On 2 August, he allegedly wrote: “F*** this f***ng bullshit I wish I had gone through with the attack and not been debating this sh**e I have done f*** all with my and never will do I should be f***ing dead”.

The court heard that Mr Skelton told contacts he was using an online platform to obtain the identities of grooming gang members, to “hunt down these f***ers and behead them”.

He also referred to a drag performer as a “f***ing target” and posted a link to their show.

Mr de la Poer said that his writing about grooming gangs and drag queens on Discord “may have been more for shock value or attention than anything else”, but that at the same time he was privately planning to attack police stations.

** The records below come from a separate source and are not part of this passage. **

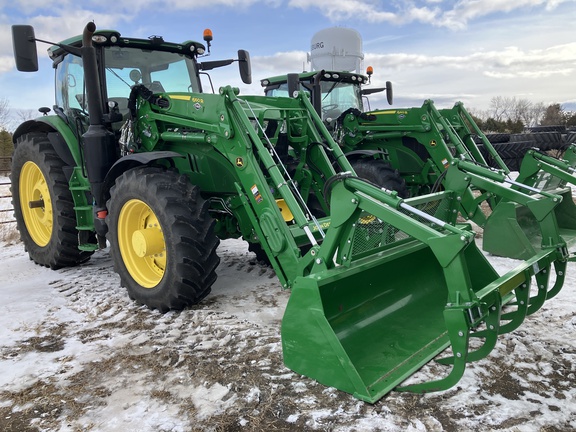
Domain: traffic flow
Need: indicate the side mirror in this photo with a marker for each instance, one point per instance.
(24, 44)
(293, 81)
(389, 93)
(244, 66)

“Why he chose to focus on police stations is not a question which is answered definitively by the evidence,” the prosecutor added.

“It may be the anger which the Prevent intervention and arrest had generated.”

In a previous session with his mentor, Mr Skelton allegedly said that police buildings needed to be bombed in order to overthrow governments.

The court heard that the teenager was visited by officers from the programme in August and refused again to engage.

Days later, he created a new document called “The reactionary British manifesto”.

Mr Skelton allegedly wrote that he wanted “Britain to become again” and listed policies including restoring the British empire, ensuring “native British” people were at least 93 per cent of the population, outlawing Islam, and abolishing women’s right to vote and gay marriage.

Mr de la Poer said the manifesto was “created as part of the plan”, and was intended to be a blueprint for the future.

On 10 August, the teenager allegedly wrote a note to himself described as a “brief overview of plan”, including finishing his final note and manifesto, quitting his job and “building bomb to attack police stations”.

The following month, he researched police stations in Newcastle, taking screenshots of aerial views of three premises - Byker, Etal Lane and Forth Banks.

On 29 September, he carried out what prosecutors called “hostile reconnaissance” by taking photos of Forth Banks police station and nearby CCTV cameras.

He was arrested for the second time on 28 October and charged with preparing acts of terrorism.

The court heard that on 3 November, a search at a police station found that Mr Skelton was carrying a note addressed to people in Europe “and the rest of the civilised world”, asking them to “hear his voice” on the “replacement” of white people.

“Even after he had been arrested for the second time, Luke Skelton was rehearsing for a speech in which he promotes fascist ideas,” Mr de la Poer said. “This was because he believed those views and he intended to act upon those views.”

Mr Skelton, of Oxclose in Washington, denies preparing acts of terrorism and the trial continues.